De verkrijging zal evenwel belast worden volgens haar gemeenrechtelijke aard als het gaat om :
1° onroerende goederen die in de vennootschap zijn ingebracht, als ze verkregen zijn door de persoon die de inbreng gedaan heeft;
2° onroerende goederen die door de vennootschap met betaling van het verkooprecht verkregen zijn, als het vaststaat dat de vennoot die eigenaar van die onroerende goederen wordt, deel uitmaakte van de vennootschap toen laatstgenoemde de goederen verkreeg.

In geval van verkrijging van maatschappelijke onroerende goederen door al de vennoten ten gevolge van een reële kapitaalvermindering van de vennootschap, of ten gevolge van een vereffening van de vennootschap die beantwoordt aan de hiertoe door het Wetboek van Vennootschappen gestelde vereisten, is, naargelang van het geval, de bij toepassing van het eerste of het tweede lid gevestigde registratiebelasting van toepassing op de latere toebedeling van de goederen aan een of meer vennoten.”

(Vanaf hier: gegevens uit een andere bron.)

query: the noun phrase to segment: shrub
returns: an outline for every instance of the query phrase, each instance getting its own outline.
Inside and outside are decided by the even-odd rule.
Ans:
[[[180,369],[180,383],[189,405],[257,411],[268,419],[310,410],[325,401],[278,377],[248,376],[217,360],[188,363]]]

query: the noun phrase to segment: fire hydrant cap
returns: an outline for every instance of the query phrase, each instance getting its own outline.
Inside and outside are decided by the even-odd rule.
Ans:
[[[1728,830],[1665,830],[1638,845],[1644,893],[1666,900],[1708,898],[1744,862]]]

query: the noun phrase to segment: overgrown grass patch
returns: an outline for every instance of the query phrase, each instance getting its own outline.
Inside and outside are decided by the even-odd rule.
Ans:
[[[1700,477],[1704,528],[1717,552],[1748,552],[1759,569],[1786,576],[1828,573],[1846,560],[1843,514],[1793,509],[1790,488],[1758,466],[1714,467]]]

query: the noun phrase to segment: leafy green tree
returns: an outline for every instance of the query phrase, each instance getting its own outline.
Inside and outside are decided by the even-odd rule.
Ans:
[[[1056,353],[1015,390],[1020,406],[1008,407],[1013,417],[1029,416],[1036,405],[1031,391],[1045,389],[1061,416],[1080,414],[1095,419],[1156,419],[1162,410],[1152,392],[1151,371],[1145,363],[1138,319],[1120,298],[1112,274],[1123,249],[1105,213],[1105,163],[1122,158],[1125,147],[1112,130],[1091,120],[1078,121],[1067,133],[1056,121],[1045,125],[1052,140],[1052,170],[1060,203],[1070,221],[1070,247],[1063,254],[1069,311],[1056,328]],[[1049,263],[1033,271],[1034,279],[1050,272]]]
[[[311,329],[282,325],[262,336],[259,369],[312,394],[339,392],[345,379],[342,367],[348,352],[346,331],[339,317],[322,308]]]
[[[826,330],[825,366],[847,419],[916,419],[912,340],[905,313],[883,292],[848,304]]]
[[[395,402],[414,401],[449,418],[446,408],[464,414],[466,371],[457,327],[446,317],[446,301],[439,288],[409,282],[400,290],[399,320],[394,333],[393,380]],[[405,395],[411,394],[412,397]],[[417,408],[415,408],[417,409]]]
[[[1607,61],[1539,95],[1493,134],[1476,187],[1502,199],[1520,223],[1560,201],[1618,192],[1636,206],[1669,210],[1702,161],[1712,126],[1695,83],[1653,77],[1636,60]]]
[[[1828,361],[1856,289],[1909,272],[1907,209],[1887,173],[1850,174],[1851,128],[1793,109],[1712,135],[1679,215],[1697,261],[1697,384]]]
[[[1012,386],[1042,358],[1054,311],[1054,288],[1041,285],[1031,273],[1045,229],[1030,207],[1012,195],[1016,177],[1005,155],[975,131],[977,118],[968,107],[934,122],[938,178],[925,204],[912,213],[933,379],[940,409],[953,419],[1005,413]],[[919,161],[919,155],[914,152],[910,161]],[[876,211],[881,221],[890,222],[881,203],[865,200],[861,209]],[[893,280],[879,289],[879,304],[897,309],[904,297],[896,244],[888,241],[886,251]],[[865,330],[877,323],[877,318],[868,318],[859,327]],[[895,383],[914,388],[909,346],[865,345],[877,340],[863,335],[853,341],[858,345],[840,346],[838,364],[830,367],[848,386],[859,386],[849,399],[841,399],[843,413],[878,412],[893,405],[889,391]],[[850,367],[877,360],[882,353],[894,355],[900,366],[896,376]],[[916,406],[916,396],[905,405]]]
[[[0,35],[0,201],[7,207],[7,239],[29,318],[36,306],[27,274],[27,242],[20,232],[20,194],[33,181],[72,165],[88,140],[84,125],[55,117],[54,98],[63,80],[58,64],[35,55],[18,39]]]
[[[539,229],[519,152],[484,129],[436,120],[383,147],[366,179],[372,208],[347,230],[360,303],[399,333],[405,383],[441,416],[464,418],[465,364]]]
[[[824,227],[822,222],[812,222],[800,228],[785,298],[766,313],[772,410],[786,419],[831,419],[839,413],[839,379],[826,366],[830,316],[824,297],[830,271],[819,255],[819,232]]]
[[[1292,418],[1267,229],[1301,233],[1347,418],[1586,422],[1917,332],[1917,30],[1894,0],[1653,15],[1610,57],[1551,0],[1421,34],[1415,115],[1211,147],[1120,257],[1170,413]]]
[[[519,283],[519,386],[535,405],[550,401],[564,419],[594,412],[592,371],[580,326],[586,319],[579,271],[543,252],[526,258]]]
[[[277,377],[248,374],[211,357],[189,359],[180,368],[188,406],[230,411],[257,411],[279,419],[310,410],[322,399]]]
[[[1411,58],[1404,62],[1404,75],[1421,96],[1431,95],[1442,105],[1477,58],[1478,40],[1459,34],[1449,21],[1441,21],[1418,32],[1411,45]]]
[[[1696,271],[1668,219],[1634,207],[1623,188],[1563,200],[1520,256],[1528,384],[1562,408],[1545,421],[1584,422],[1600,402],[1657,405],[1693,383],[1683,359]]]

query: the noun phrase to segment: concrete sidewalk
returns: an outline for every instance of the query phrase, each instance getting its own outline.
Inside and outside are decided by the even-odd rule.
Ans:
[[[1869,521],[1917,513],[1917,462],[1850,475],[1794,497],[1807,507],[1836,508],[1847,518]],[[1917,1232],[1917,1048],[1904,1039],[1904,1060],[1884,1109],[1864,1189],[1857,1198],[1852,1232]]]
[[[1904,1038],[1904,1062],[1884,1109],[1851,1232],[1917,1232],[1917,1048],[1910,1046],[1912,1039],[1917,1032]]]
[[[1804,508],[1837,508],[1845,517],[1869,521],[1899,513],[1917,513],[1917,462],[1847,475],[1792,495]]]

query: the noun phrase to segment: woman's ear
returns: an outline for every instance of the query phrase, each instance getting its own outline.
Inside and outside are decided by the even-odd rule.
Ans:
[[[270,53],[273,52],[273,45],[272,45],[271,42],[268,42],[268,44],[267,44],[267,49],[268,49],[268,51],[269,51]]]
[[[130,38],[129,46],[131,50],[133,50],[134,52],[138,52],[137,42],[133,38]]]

39. Overeenkomstig art. 2.9.1.0.4, derde lid VCF wordt er een uitzondering voorzien op de onmiddellijke heffing (verkooprecht of belasting volgens de gemeenrechtelijke aard) als de verkrijging van het goed gebeurt door alle vennoten samen, naar verhouding van hun participatie, in het kader een reële kapitaalvermindering of ten gevolge van een vereffening van de vennootschap. Deze wachtregeling impliceert dat alle vennoten samen het goed in onverdeeldheid krijgen.

40. Aangezien de heer X en mevrouw Y de enige vennoten zijn van de vennootschap A, en deze vennootschap wordt vereffend, zal op de eigendomsverwerving – naar verhouding van hun participatie in de vennootschap - van de constructies en werken verricht door de vennootschap A, geen evenredige Vlaamse registratiebelasting verschuldigd zijn.

41. Indien de vennoten op een later tijdstip onderling overgaan tot de toebedeling van de onroerende goederen, zal bij die gelegenheid registratiebelasting geheven worden overeenkomstig artikel 2.9.1.0.4, eerste en tweede lid VCF.

42. Gelet op de voorhanden zijnde elementen, zal op de voorgenomen verrichting de anti-misbruikbepaling van art. 3.17.0.0.2 VCF niet worden toegepast in het kader van de toepassing van artikel 2.9.1.0.4 VCF.

Deze beslissing heeft alleen betrekking op registratiebelasting en doet geen uitspraak over andere belastingen.

Voetnoten

(1) Zoals bevestigd in de rechtspraak: Brussel 27 september 2006, TFR 2007, afl. 317, 197; Antwerpen 29 september 2005, Fiscoloog 1007, 16; Gent 26 maart 2004, 2000/AR/1458, TFR 2005, afl. 277, 240.